Она закрыла глаза и ответила на поцелуй, ожидая, что ее тело оживет от его прикосновений. Но когда она скользнула под него и их тела слились, как сливались столько раз в прошлом, она не почувствовала ничего.

– Я тоже люблю тебя, Антуан. – Она изо всех сил старалась не плакать.

Холодная ноябрьская ночь. Антуан дома уже больше двух месяцев.

От Изабель никаких вестей.

Вианна не могла уснуть. Она лежала рядом с мужем, слушая его тихое похрапывание. Раньше оно ей не мешало, но теперь не давало покоя.

Нет.

Это неправда.

Она повернулась на бок, посмотрела на мужа. В лунном свете лежал незнакомец: худое, острое лицо, седой, хотя ему всего тридцать пять. Она выскользнула из кровати и накрыла мужа стеганым покрывалом, доставшимся еще от бабушки.

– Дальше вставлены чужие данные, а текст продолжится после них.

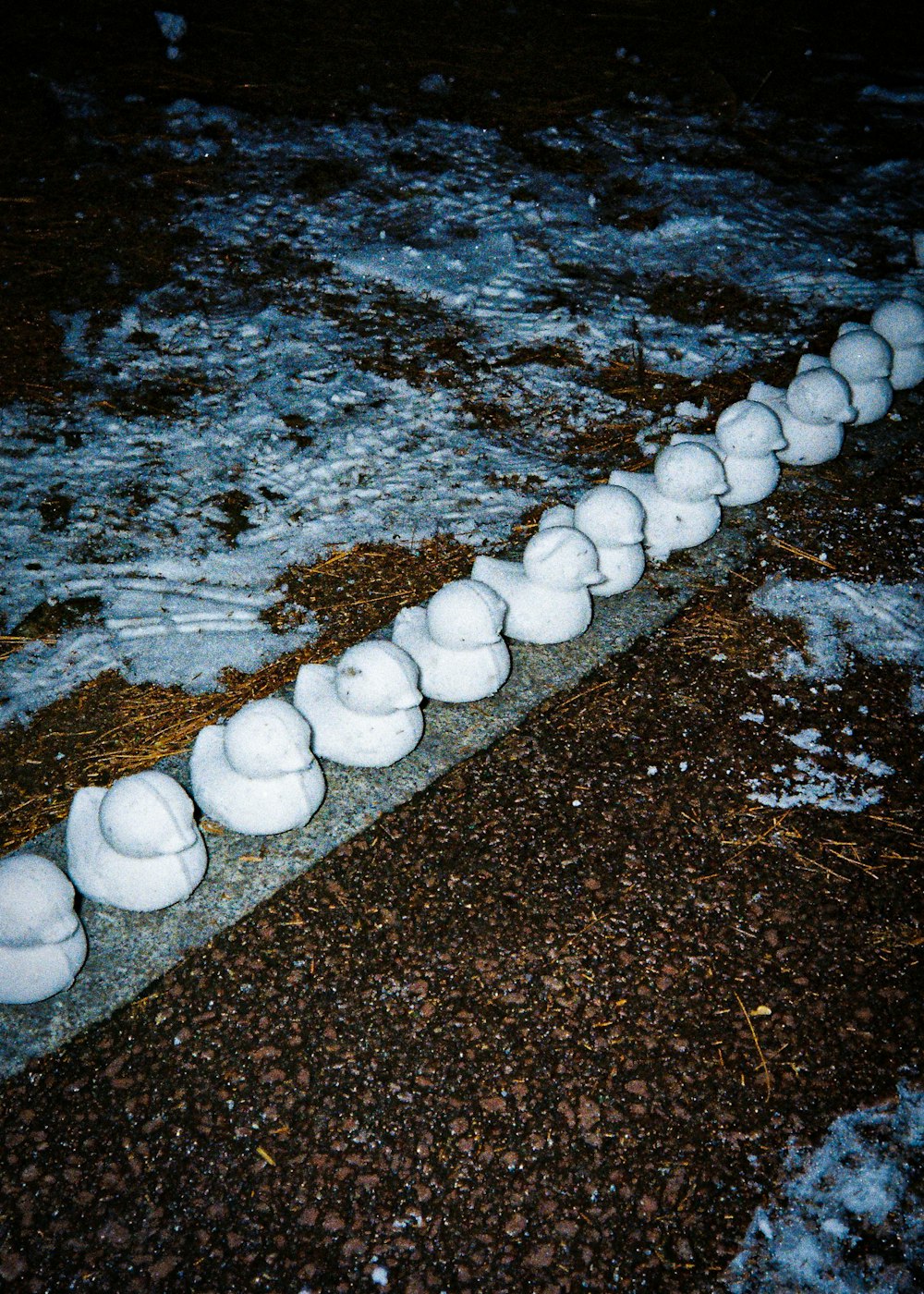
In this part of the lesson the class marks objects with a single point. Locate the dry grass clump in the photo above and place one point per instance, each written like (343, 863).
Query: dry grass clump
(110, 727)
(736, 636)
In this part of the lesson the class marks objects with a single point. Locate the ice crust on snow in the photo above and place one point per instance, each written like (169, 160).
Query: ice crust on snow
(879, 621)
(242, 417)
(850, 1216)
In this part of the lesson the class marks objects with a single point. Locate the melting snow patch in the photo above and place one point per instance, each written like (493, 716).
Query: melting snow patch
(881, 621)
(263, 404)
(850, 1219)
(811, 785)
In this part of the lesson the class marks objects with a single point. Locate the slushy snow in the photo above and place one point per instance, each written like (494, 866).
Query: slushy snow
(850, 1218)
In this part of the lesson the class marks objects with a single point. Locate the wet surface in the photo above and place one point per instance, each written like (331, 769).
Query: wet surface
(550, 1022)
(549, 1026)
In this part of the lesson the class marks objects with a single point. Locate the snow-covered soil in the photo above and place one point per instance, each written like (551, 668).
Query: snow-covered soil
(378, 332)
(850, 1216)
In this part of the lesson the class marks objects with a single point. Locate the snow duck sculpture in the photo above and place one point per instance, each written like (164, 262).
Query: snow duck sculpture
(365, 711)
(901, 323)
(546, 594)
(257, 774)
(813, 410)
(43, 942)
(865, 359)
(456, 641)
(614, 520)
(746, 439)
(679, 498)
(136, 844)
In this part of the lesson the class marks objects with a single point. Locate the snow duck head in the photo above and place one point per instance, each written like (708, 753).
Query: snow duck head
(748, 430)
(610, 515)
(901, 323)
(562, 558)
(148, 814)
(861, 353)
(821, 397)
(36, 903)
(377, 678)
(466, 614)
(268, 738)
(690, 474)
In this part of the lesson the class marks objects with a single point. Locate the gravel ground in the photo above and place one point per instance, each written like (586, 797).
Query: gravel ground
(550, 1025)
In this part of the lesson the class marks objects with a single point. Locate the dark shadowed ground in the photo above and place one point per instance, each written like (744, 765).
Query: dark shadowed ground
(550, 1025)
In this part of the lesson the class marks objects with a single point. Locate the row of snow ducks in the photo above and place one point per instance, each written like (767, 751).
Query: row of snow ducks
(136, 845)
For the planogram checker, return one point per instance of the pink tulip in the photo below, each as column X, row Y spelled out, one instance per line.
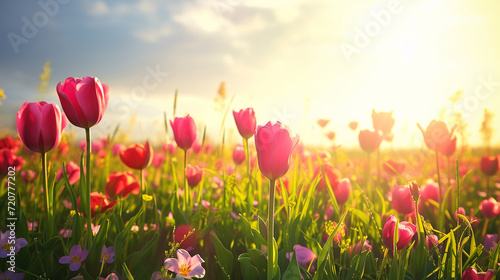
column 9, row 160
column 490, row 208
column 369, row 140
column 245, row 122
column 117, row 148
column 274, row 147
column 193, row 175
column 40, row 125
column 83, row 100
column 406, row 231
column 73, row 171
column 402, row 200
column 437, row 137
column 184, row 131
column 137, row 156
column 382, row 121
column 158, row 159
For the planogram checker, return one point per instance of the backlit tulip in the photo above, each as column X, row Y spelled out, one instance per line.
column 406, row 231
column 274, row 146
column 73, row 172
column 40, row 125
column 193, row 175
column 489, row 165
column 239, row 154
column 489, row 208
column 184, row 130
column 245, row 122
column 121, row 184
column 437, row 137
column 402, row 200
column 382, row 121
column 331, row 172
column 10, row 143
column 353, row 125
column 98, row 204
column 83, row 100
column 9, row 160
column 369, row 140
column 323, row 122
column 137, row 156
column 185, row 236
column 449, row 148
column 391, row 167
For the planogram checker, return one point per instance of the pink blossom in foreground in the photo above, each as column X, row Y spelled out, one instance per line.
column 185, row 265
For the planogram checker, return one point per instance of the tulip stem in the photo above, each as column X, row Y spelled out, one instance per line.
column 143, row 186
column 270, row 231
column 87, row 191
column 47, row 196
column 439, row 177
column 249, row 187
column 487, row 186
column 186, row 187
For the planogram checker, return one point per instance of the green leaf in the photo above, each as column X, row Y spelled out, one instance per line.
column 293, row 271
column 249, row 271
column 127, row 272
column 357, row 267
column 224, row 257
column 94, row 257
column 328, row 244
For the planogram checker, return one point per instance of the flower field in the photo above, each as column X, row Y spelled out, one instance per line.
column 268, row 206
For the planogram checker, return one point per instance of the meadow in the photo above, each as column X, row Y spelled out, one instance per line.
column 266, row 207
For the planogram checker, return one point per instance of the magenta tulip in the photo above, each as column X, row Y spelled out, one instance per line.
column 402, row 199
column 184, row 131
column 9, row 160
column 490, row 208
column 40, row 125
column 193, row 175
column 406, row 231
column 73, row 172
column 245, row 122
column 83, row 100
column 369, row 140
column 274, row 146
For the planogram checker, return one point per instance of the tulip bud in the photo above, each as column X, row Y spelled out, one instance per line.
column 406, row 231
column 274, row 147
column 245, row 122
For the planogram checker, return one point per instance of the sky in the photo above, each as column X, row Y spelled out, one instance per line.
column 293, row 61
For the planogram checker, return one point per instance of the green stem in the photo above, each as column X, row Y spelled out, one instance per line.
column 87, row 190
column 47, row 192
column 249, row 187
column 439, row 177
column 143, row 186
column 270, row 231
column 186, row 187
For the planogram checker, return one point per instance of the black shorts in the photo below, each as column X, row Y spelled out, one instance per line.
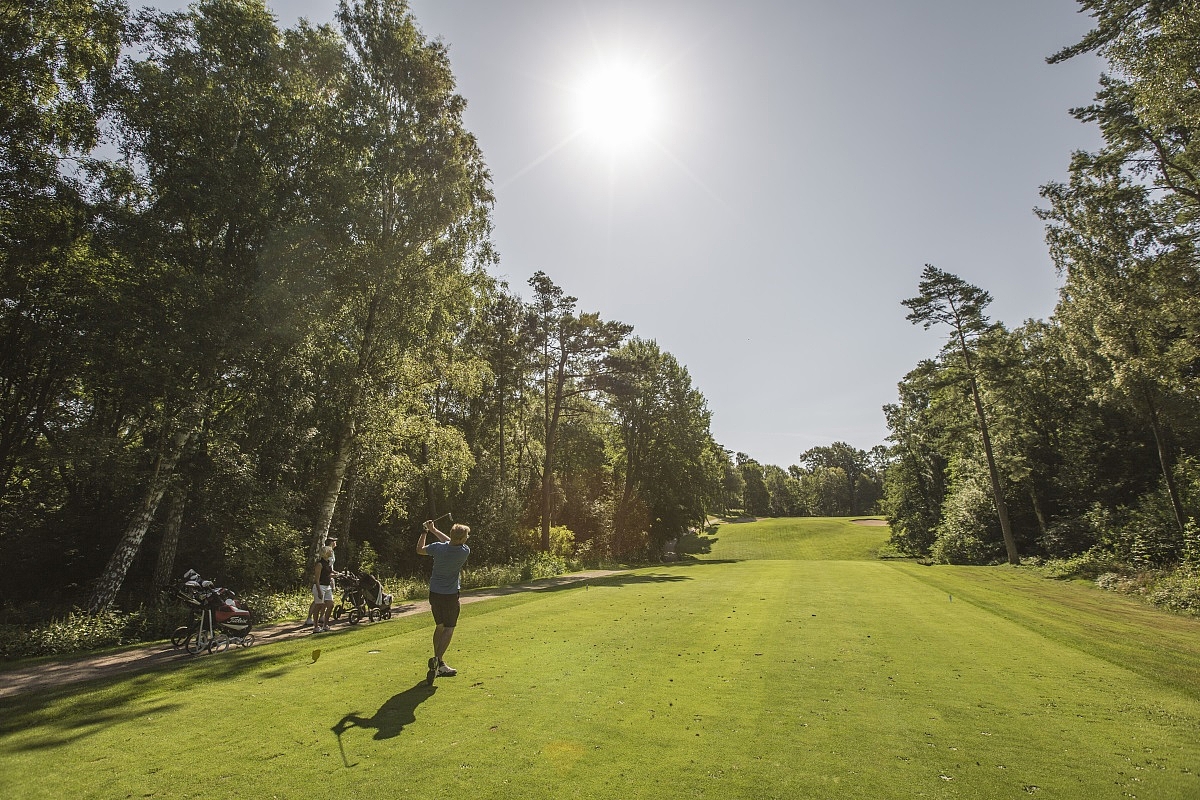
column 445, row 608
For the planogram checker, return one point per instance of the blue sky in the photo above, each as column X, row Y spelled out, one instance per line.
column 808, row 158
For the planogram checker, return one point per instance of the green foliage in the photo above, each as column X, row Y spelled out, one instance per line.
column 562, row 542
column 75, row 632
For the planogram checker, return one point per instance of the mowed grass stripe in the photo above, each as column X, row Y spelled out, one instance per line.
column 765, row 678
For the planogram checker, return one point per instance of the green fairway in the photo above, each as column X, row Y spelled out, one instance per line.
column 786, row 662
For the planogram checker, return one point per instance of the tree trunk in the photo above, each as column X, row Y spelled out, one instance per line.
column 177, row 501
column 1037, row 510
column 346, row 441
column 333, row 487
column 553, row 408
column 1164, row 462
column 997, row 492
column 113, row 577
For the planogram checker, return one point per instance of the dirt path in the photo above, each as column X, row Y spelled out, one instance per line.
column 163, row 655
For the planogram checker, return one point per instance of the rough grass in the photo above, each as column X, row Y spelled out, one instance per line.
column 783, row 663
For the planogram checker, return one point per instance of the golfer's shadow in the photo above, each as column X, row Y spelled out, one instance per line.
column 400, row 710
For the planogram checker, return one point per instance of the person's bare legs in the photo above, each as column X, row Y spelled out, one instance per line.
column 442, row 636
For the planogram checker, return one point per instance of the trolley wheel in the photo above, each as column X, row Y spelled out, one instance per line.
column 198, row 642
column 179, row 638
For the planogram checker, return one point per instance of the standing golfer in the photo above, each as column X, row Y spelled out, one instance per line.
column 449, row 554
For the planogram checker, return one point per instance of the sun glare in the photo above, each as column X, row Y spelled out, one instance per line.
column 617, row 107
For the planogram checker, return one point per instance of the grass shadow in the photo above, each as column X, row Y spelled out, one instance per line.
column 389, row 721
column 694, row 543
column 48, row 726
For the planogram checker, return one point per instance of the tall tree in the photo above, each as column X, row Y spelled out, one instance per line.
column 571, row 360
column 406, row 257
column 946, row 299
column 201, row 119
column 57, row 60
column 667, row 462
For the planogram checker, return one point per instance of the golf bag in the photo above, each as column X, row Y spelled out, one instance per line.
column 228, row 614
column 363, row 596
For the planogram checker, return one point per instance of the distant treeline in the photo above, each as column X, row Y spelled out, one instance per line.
column 1078, row 434
column 245, row 304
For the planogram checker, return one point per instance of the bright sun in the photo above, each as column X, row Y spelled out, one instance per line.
column 616, row 107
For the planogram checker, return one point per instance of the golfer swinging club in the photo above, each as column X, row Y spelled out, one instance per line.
column 449, row 554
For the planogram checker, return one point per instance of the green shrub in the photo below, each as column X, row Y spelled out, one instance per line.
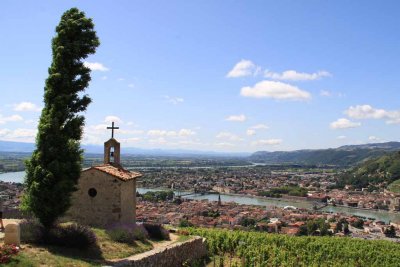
column 71, row 236
column 156, row 231
column 127, row 233
column 31, row 231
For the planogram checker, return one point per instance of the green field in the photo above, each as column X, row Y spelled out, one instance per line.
column 262, row 249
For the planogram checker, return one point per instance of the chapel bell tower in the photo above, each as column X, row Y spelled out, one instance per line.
column 112, row 149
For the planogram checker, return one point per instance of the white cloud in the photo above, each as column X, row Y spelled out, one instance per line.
column 111, row 118
column 161, row 133
column 275, row 90
column 344, row 124
column 243, row 68
column 18, row 135
column 224, row 144
column 26, row 106
column 373, row 138
column 259, row 127
column 239, row 118
column 292, row 75
column 325, row 93
column 250, row 132
column 368, row 112
column 158, row 141
column 365, row 112
column 174, row 100
column 165, row 133
column 270, row 142
column 12, row 118
column 95, row 66
column 186, row 132
column 228, row 136
column 131, row 140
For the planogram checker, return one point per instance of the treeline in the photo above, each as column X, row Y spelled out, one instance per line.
column 241, row 248
column 291, row 190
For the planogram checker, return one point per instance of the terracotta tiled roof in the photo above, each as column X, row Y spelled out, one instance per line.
column 117, row 171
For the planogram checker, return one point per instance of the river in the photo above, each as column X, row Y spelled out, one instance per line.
column 17, row 177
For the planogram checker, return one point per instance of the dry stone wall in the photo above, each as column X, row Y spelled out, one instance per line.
column 173, row 255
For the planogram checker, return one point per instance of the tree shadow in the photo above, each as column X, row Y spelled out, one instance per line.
column 93, row 254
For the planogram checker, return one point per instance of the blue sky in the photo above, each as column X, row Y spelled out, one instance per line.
column 216, row 75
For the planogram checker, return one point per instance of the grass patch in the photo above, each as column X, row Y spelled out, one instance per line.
column 106, row 249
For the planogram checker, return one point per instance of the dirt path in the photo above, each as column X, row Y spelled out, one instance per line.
column 161, row 244
column 5, row 222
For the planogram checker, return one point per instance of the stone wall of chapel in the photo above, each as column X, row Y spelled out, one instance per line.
column 128, row 201
column 103, row 209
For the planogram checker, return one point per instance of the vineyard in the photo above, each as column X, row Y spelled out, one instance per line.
column 240, row 248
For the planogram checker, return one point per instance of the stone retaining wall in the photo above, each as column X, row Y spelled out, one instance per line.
column 173, row 255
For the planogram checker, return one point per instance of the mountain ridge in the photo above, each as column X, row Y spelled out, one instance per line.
column 347, row 155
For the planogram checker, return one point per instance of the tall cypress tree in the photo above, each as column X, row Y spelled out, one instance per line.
column 55, row 165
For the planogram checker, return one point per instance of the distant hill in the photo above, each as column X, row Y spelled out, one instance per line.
column 8, row 146
column 384, row 169
column 342, row 156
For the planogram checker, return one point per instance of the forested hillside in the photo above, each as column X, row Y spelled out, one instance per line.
column 342, row 157
column 376, row 172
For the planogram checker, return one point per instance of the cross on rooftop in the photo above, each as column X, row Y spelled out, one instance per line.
column 112, row 129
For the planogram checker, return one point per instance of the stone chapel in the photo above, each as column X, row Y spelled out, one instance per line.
column 106, row 193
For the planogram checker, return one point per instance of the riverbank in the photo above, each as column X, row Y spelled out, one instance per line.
column 380, row 215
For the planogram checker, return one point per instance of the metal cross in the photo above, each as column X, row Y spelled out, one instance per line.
column 112, row 129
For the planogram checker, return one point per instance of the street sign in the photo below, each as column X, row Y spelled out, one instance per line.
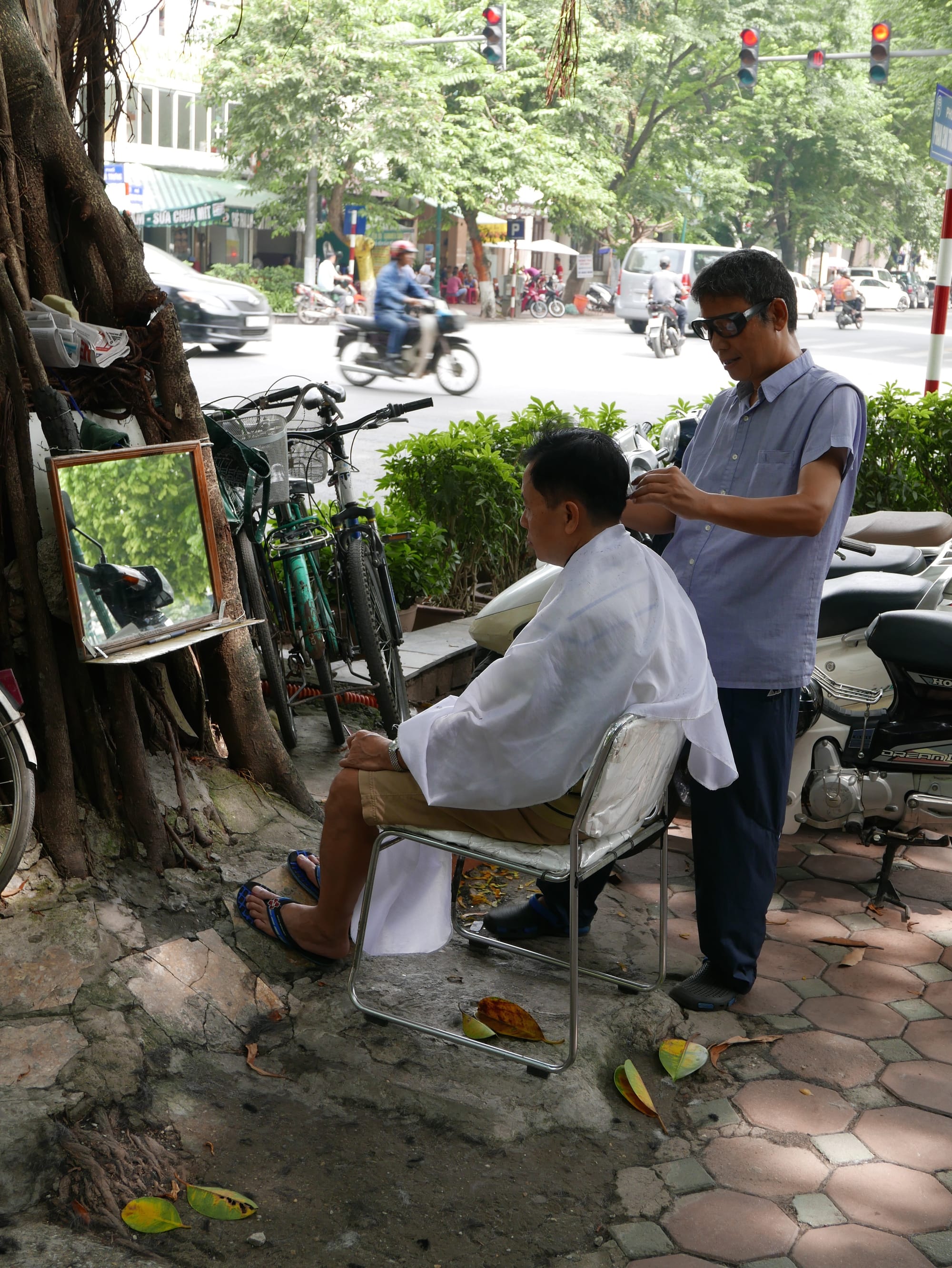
column 941, row 144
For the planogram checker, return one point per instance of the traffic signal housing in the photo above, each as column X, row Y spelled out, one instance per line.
column 879, row 52
column 494, row 47
column 750, row 56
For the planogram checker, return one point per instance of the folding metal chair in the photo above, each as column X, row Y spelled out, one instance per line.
column 622, row 812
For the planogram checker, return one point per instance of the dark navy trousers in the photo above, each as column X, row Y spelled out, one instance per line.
column 737, row 829
column 735, row 836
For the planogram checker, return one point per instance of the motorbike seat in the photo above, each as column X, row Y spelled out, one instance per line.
column 917, row 641
column 902, row 559
column 902, row 528
column 855, row 601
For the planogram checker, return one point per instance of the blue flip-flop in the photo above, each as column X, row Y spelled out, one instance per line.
column 301, row 877
column 273, row 906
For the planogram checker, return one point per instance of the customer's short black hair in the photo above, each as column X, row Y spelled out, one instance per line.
column 581, row 464
column 756, row 276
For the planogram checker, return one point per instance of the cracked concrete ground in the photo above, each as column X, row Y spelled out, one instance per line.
column 129, row 1003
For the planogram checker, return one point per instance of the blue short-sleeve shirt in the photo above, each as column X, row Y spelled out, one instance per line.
column 758, row 599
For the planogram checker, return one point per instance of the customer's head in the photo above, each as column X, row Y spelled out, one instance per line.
column 574, row 487
column 735, row 283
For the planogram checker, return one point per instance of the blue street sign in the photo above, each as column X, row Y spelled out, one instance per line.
column 941, row 145
column 362, row 220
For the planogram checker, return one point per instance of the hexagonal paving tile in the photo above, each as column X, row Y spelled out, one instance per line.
column 899, row 946
column 889, row 1198
column 803, row 927
column 940, row 996
column 766, row 997
column 931, row 858
column 836, row 1059
column 932, row 1039
column 783, row 1106
column 786, row 961
column 920, row 1083
column 870, row 980
column 857, row 1018
column 731, row 1227
column 936, row 887
column 847, row 1246
column 826, row 897
column 842, row 868
column 912, row 1138
column 762, row 1168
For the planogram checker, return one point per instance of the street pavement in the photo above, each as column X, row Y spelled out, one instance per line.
column 575, row 362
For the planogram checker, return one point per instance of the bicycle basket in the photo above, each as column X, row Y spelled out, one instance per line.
column 268, row 434
column 307, row 459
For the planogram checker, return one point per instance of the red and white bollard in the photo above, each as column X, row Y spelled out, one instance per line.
column 943, row 278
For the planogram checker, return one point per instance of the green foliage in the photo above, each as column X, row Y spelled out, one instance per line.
column 468, row 481
column 908, row 459
column 145, row 511
column 276, row 280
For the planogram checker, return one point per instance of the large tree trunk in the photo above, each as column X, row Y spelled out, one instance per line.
column 61, row 235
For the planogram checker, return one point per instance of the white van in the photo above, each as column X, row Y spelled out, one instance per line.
column 687, row 259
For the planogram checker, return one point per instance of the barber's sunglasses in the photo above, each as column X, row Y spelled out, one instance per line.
column 727, row 325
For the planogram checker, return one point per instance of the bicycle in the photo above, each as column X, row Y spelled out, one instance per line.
column 366, row 601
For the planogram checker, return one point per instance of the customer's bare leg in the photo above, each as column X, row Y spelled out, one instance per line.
column 347, row 842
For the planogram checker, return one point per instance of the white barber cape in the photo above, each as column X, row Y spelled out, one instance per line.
column 615, row 634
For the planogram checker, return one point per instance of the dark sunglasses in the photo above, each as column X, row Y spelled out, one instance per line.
column 728, row 325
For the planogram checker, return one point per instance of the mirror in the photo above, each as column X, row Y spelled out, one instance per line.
column 137, row 546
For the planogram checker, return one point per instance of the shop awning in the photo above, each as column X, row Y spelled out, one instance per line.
column 156, row 198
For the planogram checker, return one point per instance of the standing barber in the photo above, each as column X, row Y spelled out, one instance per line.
column 757, row 511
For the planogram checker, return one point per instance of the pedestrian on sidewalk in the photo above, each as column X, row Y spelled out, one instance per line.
column 757, row 511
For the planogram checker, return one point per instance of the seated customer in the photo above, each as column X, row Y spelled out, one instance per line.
column 614, row 634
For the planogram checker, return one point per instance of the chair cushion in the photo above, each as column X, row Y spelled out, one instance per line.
column 549, row 861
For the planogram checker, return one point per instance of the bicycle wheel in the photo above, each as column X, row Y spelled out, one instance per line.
column 18, row 799
column 264, row 637
column 374, row 636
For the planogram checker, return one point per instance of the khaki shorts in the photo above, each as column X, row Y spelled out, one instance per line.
column 392, row 797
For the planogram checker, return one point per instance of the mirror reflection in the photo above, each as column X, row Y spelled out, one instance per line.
column 137, row 546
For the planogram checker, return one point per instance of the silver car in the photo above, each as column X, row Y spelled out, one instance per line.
column 643, row 259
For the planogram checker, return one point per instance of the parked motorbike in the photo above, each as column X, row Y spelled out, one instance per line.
column 601, row 299
column 433, row 345
column 662, row 331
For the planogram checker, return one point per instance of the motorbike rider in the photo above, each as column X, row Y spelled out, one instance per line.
column 395, row 291
column 664, row 290
column 846, row 293
column 757, row 511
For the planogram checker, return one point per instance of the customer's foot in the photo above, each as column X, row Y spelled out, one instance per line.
column 519, row 922
column 704, row 991
column 298, row 920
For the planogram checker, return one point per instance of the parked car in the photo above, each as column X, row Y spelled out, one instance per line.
column 879, row 290
column 807, row 301
column 209, row 310
column 914, row 287
column 687, row 259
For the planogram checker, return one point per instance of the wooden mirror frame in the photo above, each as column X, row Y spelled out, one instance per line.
column 155, row 637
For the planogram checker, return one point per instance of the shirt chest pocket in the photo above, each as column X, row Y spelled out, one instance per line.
column 776, row 473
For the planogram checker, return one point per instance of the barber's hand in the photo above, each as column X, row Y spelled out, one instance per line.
column 671, row 489
column 367, row 751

Накинула халат и сошла вниз, где бродила из комнаты в комнату в поисках – чего? Своей прошлой жизни, любви к родному человеку, которую она, кажется, потеряла.

Все было не так. Они как чужие. И он тоже это чувствовал.

Она взяла плед в гостиной, завернулась в него и вышла на улицу.

Над разбомбленными полями висела полная луна. Светлые пятна лежали на земле между яблонями. Она подошла к одному из деревьев. Над головой нависала почерневшая мертвая ветка. Ветка, увешенная полосками ткани, обрывками кружев и нитями.

Повязывая их, Вианна наивно полагала, что важнее всего – остаться в живых, только это имеет значение. Дверь за спиной скрипнула. Она почувствовала, что муж рядом.

– Вианна, – шепнул он, обнимая ее сзади. Но Вианна не могла отвести глаз от первой ленточки, появившейся на этом дереве. Для Антуана. Кусок ткани выцвел, обтрепался – прямо как они.

Пора. Больше ждать нельзя. Живот уже растет.

Она обернулась и посмотрела ему прямо в глаза:

– Антуан.

– Я люблю тебя, Вианна.

Она глубоко вдохнула и выпалила:

– У меня будет ребенок.

Он замер. Долго соображал, прежде чем сумел собраться с мыслями.

– Что? Как? Когда?

Она смотрела на него, вспоминая, как близки они становились прежде, узнав о беременности, как радовались ей.

– Уже почти два месяца. Это, наверное, произошло… в первую ночь после твоего возвращения.

В его глазах она видела все сразу: удивление, тревогу, участие, недоверие и, наконец, радость.

– Я знаю, чего ты боишься, но не тревожься, Ви. Этого мы не потеряем. После всего, что мы пережили, – это чудо.

Слезы щипали глаза. Она попыталась улыбнуться, но чувство вины душило ее.

– Ты через многое прошла…

– Все прошли.

– Значит, давай попробуем поверить в чудо.

Может, так он пытался сказать, что знает правду? Или, по крайней мере, подозревает? И что он скажет, когда ребенок родится раньше срока?

– Что… что ты имеешь в виду?

Она видела, что и его глаза блестят от слез.

– Забудь о прошлом, Ви. Важно настоящее. Мы всегда будем любить друг друга. Мы же поклялись, еще когда нам было по четырнадцать лет. У пруда, где я тебя поцеловал в первый раз, помнишь?

– Помню.

Ей с ним повезло. Неудивительно, что она в него влюбилась. И она найдет дорогу обратно к нему, а он – к ней.

– Этот ребенок будет нашим новым началом.

– Поцелуй меня, – прошептала она. – Помоги мне забыть.

– Нам надо не забыть, родная, – сказал он, целуя ее. – А вспомнить.